Eccone alcuni. Naturalmente iniziamo dal re.

IL MITO DI POSEIDONE
(i disegni sono ancora in fase di rielaborazione....) 

Poseidone, dio delle acque e del mare, figlio di Crono e Rea, sposò Anfitrite dalla quale ebbe tre figli.
La leggenda narra che Poseidone amasse Anfitrite da molto tempo ma che lei si negasse nascondendosi oltre le Colonne di Ercole e che furono i delfini a trovarla e portarla da lui.
Fu uno degli Dei più potenti dell’Olimpo.
Abitava in una casa rilucente d’oro negli abissi del mare Egeo, nella quale si recava su di un cocchio d’oro trainato da cavalli che galoppavano sul pelo dell’acqua, spesso era rappresentato insieme a delfini e con in mano il suo tridente.
I poemi omerici narrano che Poseidone insieme ad Apollo costruì le mura inespugnabili di Troia, per ricompensare il re Leomedonte della sua ospitalità.
La figura di Poseidone trovò anche strette analogie con le divinità sumeriche, che esprimevano profezie collegate al mare.
I Greci grandi navigatori avevano un particolare culto per la massima divinità marina infatti non vi è luogo o città Greca dove non si trovano templi e statue per il Dio che squassava le onde con il tridente.
In suo onore fu costruito un tempio sull’istmo di Corinto.
Il nome di Poseidone viene ricordato e menzionato in molte opere, ricordiamo nell’Iliade dove il Dio del mare si schiera dalla parte dei Greci e in diverse occasioni scende in battaglia contro l’esercito Troiano, interviene a salvare Enea quando il principe Troiano è sul punto di essere ucciso da Achille.
Nell’odissea quando svolge un ruolo importante a causa del suo odio per Odisso, dovuto al fatto che l’eroe ha accecato suo figlio, il ciclope Polifemo.
Le celebrazioni in onore di Poseidone si tenevano all’inizio della stagione invernale, in molte città del mondo greco.
I marinai rivolgevano preghiere a Poseidone perché concedesse loro un viaggio sicuro e talvolta come sacrificio annegavano dei cavalli in suo onore.
Quando mostrava il lato benigno della sua natura Poseidone creava nuove isole come approdo per i naviganti ed offriva un mare calmo e senza tempeste.
Quando invece veniva offeso e si sentiva ignorato allora, colpiva la terra con il suo tridente provocando mari tempestosi e terremoti, annegando chi si trovasse in navigazione ed affondando le imbarcazioni.
La figura di questo Dio mi ha sempre affascinato.

Kuhnreich  Leonard



IL MITO DEL DELFINO
(i disegni sono ancora in fase di rielaborazione....)

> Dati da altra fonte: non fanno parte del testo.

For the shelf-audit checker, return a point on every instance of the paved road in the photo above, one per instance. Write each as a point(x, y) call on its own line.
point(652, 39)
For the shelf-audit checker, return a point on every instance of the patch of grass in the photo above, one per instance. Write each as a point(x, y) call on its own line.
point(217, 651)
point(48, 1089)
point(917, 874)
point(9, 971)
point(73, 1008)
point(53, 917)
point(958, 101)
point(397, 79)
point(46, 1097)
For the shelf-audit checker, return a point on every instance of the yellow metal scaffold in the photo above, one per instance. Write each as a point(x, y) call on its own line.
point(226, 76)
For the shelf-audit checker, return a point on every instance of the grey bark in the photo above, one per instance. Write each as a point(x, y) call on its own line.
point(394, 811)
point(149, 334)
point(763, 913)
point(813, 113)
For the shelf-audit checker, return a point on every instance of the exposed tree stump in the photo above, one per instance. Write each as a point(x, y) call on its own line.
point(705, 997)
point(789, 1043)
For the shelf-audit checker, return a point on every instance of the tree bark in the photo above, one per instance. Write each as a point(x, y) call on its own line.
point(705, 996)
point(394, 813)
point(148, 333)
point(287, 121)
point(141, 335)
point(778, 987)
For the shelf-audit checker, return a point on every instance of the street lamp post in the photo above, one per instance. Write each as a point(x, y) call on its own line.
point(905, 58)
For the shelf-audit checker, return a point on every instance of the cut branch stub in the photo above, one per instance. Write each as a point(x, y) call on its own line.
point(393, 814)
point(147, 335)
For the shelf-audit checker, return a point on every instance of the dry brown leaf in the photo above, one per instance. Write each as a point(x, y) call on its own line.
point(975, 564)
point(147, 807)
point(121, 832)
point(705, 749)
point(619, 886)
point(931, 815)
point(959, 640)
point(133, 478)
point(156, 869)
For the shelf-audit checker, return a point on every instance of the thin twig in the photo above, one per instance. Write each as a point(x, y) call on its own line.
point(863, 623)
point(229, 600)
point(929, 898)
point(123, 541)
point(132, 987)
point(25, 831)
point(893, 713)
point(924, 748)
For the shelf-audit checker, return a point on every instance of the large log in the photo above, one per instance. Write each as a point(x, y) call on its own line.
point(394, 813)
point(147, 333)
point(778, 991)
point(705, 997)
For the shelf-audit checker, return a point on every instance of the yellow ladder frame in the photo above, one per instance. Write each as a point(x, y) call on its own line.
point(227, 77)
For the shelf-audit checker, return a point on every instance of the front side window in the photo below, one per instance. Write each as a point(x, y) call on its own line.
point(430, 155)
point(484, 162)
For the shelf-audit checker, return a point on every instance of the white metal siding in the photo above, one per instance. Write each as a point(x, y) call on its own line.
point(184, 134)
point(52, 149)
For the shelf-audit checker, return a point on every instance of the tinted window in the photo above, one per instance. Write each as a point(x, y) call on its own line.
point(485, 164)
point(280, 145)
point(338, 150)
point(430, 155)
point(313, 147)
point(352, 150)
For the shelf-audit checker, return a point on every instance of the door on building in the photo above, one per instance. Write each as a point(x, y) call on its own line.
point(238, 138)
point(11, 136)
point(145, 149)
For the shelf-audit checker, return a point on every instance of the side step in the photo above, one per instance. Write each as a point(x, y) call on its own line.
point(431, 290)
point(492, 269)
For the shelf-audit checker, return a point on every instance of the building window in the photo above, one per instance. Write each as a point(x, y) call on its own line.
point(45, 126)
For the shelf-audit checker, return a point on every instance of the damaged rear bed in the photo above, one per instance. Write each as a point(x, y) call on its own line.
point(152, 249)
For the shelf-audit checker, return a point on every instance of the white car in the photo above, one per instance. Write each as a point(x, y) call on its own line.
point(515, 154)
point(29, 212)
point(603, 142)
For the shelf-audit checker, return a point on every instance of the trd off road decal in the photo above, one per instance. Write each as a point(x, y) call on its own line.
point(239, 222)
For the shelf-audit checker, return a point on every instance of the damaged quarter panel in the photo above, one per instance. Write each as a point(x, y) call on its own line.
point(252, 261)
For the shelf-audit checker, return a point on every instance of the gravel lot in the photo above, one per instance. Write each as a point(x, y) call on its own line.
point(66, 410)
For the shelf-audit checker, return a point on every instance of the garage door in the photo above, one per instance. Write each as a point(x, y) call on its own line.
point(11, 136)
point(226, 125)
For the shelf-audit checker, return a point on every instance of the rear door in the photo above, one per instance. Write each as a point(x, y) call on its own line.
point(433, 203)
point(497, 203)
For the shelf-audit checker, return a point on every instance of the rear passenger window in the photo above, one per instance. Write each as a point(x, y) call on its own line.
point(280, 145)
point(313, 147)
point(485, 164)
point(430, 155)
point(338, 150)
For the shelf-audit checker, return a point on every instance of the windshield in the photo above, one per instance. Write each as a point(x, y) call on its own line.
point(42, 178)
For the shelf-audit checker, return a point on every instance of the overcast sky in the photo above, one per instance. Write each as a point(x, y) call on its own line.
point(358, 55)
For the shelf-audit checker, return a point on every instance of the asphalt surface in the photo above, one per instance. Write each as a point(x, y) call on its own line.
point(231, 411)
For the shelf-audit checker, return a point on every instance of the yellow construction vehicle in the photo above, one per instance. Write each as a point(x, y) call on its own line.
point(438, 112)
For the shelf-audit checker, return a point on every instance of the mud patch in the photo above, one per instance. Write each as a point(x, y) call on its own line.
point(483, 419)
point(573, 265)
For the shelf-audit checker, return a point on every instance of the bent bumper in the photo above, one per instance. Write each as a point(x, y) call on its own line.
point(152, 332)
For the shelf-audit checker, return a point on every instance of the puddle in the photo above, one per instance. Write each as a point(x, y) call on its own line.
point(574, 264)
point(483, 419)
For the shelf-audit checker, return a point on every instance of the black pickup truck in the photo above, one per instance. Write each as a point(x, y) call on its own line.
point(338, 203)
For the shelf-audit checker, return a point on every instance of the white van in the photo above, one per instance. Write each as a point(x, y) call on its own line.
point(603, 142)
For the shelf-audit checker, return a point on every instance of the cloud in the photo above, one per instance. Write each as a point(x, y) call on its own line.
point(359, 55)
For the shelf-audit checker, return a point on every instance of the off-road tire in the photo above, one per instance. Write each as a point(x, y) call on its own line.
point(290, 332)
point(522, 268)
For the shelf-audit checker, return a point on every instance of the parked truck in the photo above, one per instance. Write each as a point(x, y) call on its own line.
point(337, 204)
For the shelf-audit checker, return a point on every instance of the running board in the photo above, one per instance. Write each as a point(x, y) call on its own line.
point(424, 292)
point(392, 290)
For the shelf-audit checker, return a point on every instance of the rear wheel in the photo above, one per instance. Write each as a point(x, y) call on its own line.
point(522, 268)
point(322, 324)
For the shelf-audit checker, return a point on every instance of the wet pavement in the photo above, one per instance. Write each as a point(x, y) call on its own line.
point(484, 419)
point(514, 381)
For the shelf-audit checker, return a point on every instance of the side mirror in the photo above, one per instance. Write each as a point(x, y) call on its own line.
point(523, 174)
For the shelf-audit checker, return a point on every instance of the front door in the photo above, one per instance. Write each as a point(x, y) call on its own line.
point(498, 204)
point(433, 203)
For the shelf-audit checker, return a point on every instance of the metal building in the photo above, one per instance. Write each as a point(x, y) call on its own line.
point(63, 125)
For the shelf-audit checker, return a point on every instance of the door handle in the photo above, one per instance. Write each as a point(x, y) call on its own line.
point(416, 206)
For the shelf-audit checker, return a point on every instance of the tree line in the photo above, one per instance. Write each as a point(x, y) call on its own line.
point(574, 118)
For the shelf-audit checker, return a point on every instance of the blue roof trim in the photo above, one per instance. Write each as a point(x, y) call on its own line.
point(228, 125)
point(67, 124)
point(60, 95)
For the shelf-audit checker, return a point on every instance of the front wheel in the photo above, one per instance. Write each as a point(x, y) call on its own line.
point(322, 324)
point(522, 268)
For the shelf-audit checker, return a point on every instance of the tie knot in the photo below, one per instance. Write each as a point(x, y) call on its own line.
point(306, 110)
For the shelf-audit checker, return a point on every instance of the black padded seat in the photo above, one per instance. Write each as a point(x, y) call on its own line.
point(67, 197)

Il delfino è un simbolo del mediterraneo fin dall'antichità infatti questi cetacei hanno sempre incuriosito l'uomo. Considerati – di volta in volta – compagni di gioco  o divinità, questi “cugini” delle balene, ancora oggi, nelle tradizioni e culture delle rive mediterranee, vengono rispettati e ammirati. Essi si sono conquistati la simpatia e la popolarità degli uomini in quanto abitualmente si portano sulle scie delle navi, e compiono abili acrobazie.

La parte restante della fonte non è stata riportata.